In that moment, I knew things had to change. For my mom to be brought to tears over my unhappiness was simply unacceptable to me and I couldn’t make her worry like that. As I stood unknowingly on the threshold of what was to be my greatest semester (in all aspects of collegiate life), I realized that for the first time in a long time, I believed in myself to change. I believed that my anxiety and depression could be changed if I changed my attitude and approach to college. I began not to care about what people thought about me, not in a selfish or pompous manner, but in the way that lent me to focus on myself and what I needed to accomplish to pull myself out of my rut. I established a study schedule and kept to it, inhabiting O’Neill like nobody’s business. The friendships I had made improved tenfold and I continued to branch out and meet new friends by joining clubs and activities. Instead of the classic freshman plight of trying to rush into an open Mod door on a Friday night, I was actually getting invited to enter those sacred pieces of property. Just like Walter White (spoiler alert for all you Bad fans out there not caught up yet [sidenote: tsk, tsk]), I made these changes for me; I did it for me.
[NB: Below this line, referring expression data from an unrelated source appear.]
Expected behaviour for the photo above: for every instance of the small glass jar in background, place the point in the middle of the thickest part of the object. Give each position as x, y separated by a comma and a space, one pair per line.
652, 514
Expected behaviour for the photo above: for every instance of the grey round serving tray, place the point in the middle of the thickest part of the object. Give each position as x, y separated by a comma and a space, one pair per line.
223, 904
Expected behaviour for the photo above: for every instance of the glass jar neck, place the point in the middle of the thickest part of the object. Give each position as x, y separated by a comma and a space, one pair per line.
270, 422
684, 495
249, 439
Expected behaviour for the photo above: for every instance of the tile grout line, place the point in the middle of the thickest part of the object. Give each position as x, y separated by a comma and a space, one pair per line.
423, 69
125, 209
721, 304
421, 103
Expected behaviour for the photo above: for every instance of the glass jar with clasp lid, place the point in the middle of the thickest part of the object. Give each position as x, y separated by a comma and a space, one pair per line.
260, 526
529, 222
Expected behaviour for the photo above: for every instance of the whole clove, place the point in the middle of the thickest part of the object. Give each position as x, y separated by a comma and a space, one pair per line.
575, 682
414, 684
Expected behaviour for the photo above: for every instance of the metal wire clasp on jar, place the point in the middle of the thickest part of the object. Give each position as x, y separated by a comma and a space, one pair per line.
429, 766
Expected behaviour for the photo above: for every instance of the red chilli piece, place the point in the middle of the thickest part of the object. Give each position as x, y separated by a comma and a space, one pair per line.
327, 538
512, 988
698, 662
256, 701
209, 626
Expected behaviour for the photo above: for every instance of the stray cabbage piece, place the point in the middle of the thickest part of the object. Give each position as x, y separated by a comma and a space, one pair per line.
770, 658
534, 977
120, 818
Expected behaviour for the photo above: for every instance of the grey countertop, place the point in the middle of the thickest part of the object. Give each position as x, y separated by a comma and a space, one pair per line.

They say a rising tide raises all boats. What they don’t tell you, however, is that sometimes the tide doesn’t rise until after freshman year. Gone were the days of paralyzing anxiety and smoldering depression on the Heights, in fact, BC has thus given me two of the happiest years of my life. This is why I believe in the power of positive thinking and how it is possible to change negative circumstances into positive ones just by changing one’s outlook. As the internship application cycle heats up and the real world/grad school looms on the horizon, I have some anxiety, but nothing close to the irrational thoughts that once manifested my mind. Somehow, someway, I think everything is going to work out. I didn’t use medication to straighten out my thoughts, however tempting that approach was at one point. I realized that the change needed to come from within me, and as cliché as it sounds, I believe anyone who is willing to be happy can be.

I still remember that feeling. But some memories can easily be forgotten.